Further research is needed to examine cross-cultural differences and to compare men and women in their amplification of somatic information. Also, the SSAS should be evaluated in various clinical populations such as people suffering from psychological problems (e.g. depression, anxiety, and somatoform disorders), patients with various functional somatic syndromes, and patients with serious medical diseases (e.g. chronic pains and infections) as well as in non-clinical populations in Iran.

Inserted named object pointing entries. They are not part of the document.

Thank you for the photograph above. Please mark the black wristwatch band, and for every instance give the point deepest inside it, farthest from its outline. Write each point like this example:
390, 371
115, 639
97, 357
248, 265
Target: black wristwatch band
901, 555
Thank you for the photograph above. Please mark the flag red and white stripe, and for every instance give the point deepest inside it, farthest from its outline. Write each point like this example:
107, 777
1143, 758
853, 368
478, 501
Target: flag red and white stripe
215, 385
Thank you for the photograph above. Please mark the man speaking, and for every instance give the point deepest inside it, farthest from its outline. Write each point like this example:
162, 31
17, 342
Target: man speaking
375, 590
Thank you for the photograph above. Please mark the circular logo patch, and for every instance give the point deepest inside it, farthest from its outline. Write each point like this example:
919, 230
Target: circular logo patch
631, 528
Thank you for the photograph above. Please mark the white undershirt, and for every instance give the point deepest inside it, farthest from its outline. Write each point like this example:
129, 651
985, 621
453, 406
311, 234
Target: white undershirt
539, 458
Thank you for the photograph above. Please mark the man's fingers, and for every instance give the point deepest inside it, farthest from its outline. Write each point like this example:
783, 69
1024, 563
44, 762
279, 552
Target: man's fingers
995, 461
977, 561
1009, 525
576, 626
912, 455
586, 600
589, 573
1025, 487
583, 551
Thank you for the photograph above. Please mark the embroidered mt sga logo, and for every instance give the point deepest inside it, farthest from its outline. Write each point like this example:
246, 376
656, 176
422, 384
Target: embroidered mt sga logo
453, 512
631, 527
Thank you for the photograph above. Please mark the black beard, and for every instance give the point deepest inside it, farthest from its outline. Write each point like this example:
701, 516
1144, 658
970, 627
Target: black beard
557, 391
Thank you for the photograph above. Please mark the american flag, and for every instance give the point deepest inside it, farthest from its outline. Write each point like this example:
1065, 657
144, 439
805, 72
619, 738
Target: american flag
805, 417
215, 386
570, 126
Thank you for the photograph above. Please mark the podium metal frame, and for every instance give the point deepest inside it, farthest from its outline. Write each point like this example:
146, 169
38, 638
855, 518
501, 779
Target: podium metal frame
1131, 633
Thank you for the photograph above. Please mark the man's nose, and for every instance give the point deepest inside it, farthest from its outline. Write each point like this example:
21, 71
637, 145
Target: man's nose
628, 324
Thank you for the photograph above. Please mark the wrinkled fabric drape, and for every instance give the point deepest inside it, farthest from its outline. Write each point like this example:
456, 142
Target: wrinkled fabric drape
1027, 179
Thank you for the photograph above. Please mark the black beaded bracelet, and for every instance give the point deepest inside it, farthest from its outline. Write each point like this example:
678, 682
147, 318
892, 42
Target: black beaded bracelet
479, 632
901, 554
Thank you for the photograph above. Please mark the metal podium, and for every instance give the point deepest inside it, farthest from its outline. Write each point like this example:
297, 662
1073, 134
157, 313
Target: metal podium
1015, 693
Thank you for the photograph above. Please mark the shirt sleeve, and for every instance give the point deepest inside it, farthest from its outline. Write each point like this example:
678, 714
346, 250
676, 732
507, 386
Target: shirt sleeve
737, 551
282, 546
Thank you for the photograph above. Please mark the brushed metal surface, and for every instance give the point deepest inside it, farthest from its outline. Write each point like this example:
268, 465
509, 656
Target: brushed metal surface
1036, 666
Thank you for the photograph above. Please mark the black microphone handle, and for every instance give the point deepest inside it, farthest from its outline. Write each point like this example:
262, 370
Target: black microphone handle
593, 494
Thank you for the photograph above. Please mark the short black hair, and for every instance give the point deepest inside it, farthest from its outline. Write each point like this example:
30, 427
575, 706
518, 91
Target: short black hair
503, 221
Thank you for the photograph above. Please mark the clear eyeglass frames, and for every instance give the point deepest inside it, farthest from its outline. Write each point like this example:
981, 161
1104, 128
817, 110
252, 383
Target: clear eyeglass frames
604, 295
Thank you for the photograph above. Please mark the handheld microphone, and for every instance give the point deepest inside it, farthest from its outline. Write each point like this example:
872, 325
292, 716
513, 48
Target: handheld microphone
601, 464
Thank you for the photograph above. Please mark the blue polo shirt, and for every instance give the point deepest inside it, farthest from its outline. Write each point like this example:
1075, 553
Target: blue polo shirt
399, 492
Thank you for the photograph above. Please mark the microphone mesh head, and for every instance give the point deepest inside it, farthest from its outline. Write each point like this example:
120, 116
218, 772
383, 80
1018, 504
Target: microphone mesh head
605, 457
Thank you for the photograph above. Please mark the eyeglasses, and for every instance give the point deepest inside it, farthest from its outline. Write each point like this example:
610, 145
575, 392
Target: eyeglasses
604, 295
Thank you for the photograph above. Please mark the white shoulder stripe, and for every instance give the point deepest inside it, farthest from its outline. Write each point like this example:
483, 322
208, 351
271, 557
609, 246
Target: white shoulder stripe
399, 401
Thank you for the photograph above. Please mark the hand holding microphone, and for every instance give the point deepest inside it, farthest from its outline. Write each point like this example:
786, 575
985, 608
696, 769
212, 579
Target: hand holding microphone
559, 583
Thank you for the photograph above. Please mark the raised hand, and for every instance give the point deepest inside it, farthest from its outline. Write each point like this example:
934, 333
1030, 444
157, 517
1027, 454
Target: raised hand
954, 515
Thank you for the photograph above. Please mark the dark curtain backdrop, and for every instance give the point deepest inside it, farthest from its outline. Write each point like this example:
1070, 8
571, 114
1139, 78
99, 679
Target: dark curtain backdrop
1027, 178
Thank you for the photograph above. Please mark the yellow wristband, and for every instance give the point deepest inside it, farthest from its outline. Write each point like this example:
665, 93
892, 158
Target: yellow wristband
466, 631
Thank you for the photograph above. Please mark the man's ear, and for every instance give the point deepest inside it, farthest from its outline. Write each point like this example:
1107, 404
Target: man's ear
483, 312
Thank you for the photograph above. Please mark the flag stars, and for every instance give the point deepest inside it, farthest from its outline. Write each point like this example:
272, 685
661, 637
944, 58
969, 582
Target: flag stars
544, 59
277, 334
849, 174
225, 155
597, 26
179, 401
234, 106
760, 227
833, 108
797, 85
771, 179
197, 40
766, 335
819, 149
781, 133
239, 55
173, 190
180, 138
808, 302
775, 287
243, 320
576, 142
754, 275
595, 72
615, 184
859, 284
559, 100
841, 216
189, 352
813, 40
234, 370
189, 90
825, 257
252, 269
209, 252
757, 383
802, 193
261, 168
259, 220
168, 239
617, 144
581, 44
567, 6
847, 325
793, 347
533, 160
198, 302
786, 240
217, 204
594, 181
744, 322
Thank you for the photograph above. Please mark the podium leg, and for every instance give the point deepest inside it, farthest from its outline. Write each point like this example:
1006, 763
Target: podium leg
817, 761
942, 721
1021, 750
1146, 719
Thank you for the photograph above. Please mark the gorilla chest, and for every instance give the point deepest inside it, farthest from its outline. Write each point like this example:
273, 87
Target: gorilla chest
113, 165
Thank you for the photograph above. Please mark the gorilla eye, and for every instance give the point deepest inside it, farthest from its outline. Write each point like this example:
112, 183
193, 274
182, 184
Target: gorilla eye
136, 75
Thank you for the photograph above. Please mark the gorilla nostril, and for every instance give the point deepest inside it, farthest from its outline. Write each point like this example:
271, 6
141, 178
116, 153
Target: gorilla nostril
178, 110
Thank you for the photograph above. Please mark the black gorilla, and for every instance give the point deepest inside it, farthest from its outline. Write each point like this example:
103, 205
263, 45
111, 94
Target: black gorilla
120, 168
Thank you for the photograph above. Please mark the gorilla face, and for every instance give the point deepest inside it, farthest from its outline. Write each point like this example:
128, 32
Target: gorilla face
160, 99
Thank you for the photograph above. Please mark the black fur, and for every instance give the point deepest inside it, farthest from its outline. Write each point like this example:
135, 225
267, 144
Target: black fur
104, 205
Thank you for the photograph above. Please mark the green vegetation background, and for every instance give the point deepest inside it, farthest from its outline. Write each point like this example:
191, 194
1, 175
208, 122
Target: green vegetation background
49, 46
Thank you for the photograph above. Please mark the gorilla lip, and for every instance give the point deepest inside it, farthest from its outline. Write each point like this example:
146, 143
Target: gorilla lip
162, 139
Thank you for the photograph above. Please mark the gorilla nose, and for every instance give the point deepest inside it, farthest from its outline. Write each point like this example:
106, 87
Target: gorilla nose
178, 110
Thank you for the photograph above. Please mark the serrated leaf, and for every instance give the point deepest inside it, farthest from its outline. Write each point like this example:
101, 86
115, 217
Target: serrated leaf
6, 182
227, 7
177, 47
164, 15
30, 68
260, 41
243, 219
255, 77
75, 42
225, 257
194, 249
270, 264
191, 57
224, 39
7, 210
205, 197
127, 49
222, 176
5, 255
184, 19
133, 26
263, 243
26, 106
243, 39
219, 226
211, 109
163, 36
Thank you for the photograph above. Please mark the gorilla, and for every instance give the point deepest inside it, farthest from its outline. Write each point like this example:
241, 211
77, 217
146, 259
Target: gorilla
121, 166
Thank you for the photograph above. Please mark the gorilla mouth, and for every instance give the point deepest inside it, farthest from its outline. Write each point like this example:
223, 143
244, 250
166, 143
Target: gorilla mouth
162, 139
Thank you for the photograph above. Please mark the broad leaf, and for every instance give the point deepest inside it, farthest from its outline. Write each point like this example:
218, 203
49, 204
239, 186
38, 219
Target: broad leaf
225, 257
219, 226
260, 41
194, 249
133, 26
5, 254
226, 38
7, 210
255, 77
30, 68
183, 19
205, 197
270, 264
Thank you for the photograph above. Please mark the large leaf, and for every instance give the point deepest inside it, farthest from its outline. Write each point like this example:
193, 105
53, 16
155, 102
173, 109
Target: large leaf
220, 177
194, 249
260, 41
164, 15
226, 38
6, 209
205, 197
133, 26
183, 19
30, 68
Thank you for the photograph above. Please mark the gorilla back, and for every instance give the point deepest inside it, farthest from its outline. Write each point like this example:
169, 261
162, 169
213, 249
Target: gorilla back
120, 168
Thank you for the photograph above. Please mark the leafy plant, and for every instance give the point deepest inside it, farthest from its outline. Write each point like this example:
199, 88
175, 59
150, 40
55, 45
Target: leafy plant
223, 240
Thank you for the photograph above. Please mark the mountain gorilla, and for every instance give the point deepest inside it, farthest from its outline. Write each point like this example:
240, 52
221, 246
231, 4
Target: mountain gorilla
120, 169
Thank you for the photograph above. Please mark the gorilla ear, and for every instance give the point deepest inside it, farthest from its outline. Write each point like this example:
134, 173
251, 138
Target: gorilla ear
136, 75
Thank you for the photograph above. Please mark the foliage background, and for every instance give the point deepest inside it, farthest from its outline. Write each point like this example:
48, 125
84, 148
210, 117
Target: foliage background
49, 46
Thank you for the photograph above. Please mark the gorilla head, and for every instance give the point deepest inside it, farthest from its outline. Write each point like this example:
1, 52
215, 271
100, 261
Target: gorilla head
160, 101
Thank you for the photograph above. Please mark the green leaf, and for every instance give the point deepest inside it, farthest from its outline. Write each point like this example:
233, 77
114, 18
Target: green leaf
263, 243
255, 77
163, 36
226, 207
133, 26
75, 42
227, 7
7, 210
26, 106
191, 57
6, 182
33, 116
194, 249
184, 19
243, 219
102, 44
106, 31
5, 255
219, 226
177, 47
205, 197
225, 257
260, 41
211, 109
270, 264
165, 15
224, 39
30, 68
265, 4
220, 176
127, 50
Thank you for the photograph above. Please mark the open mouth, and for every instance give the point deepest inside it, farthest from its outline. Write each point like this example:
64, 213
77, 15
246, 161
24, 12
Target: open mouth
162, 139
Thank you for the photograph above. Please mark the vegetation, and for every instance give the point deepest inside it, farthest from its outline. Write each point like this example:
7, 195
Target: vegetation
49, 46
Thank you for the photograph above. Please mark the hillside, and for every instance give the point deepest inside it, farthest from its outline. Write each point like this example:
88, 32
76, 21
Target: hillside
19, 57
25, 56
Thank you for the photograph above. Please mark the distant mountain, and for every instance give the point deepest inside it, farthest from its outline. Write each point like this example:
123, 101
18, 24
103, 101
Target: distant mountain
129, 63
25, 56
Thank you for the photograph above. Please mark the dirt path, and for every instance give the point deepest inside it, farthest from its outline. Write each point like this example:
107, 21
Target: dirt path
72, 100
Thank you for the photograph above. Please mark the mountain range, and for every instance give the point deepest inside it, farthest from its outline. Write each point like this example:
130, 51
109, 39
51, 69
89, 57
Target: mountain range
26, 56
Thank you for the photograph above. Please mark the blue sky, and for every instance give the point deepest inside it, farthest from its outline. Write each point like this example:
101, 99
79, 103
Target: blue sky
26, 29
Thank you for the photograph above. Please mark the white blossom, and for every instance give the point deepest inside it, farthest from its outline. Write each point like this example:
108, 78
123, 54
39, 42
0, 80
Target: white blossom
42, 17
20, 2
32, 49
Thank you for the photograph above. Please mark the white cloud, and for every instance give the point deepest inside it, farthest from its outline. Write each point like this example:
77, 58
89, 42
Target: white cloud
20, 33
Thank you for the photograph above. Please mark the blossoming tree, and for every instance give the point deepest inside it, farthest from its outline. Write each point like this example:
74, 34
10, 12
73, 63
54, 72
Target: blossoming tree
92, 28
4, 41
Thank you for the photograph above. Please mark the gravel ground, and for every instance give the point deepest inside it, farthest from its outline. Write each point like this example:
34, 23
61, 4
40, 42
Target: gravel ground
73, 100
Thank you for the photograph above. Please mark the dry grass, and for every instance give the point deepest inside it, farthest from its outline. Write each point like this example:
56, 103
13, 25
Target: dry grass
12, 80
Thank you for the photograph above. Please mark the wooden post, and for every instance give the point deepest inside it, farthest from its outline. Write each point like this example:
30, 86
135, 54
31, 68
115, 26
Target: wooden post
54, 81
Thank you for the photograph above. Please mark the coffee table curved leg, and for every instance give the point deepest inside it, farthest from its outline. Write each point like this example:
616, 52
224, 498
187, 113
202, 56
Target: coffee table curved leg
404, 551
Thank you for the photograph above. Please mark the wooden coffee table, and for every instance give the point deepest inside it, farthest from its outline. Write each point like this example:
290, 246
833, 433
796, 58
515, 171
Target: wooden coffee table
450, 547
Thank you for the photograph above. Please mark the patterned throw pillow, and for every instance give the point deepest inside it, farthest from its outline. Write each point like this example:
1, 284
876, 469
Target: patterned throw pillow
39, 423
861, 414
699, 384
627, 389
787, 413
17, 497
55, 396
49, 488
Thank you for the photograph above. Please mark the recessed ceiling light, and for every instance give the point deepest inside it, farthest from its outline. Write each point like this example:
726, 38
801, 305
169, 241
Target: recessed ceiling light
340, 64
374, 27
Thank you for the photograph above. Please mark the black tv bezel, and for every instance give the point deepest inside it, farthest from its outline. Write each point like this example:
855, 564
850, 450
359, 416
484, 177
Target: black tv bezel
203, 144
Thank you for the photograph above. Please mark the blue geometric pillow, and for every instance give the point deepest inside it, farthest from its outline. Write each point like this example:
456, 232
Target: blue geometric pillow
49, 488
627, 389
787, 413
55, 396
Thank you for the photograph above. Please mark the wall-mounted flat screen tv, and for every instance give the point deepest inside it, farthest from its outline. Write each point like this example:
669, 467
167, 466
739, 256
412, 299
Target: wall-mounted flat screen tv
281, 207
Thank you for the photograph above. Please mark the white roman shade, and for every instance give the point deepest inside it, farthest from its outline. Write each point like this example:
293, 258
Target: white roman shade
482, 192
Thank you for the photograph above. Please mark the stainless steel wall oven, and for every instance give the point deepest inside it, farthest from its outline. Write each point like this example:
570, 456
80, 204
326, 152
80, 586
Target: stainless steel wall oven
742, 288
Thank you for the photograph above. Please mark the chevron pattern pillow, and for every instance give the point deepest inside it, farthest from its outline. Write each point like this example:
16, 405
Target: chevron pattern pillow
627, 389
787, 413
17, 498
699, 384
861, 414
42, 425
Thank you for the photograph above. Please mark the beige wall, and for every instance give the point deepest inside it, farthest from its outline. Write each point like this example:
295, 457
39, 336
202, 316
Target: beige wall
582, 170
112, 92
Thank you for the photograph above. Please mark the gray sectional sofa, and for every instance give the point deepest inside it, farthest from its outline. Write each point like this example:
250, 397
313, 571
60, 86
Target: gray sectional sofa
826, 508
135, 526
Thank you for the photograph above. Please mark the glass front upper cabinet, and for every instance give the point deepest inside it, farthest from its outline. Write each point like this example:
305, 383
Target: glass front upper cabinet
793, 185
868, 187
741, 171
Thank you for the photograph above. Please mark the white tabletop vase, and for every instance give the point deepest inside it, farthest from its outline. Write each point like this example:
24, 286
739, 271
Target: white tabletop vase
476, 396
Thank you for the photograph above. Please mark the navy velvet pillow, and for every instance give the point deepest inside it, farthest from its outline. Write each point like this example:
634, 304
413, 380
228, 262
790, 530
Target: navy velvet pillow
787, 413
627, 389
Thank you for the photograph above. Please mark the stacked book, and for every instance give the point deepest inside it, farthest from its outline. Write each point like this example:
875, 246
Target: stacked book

Our results demonstrated that the SSAS is valid and reliable for patients with functional gastrointestinal disorders in the Iranian population.
A single factor model is the best model for the evaluation of somatosensory amplification and the Farsi version of the SSAS seems to assess the same construct as the original scale. This scale is an appropriate indicator of somatization and is not specific to patient populations.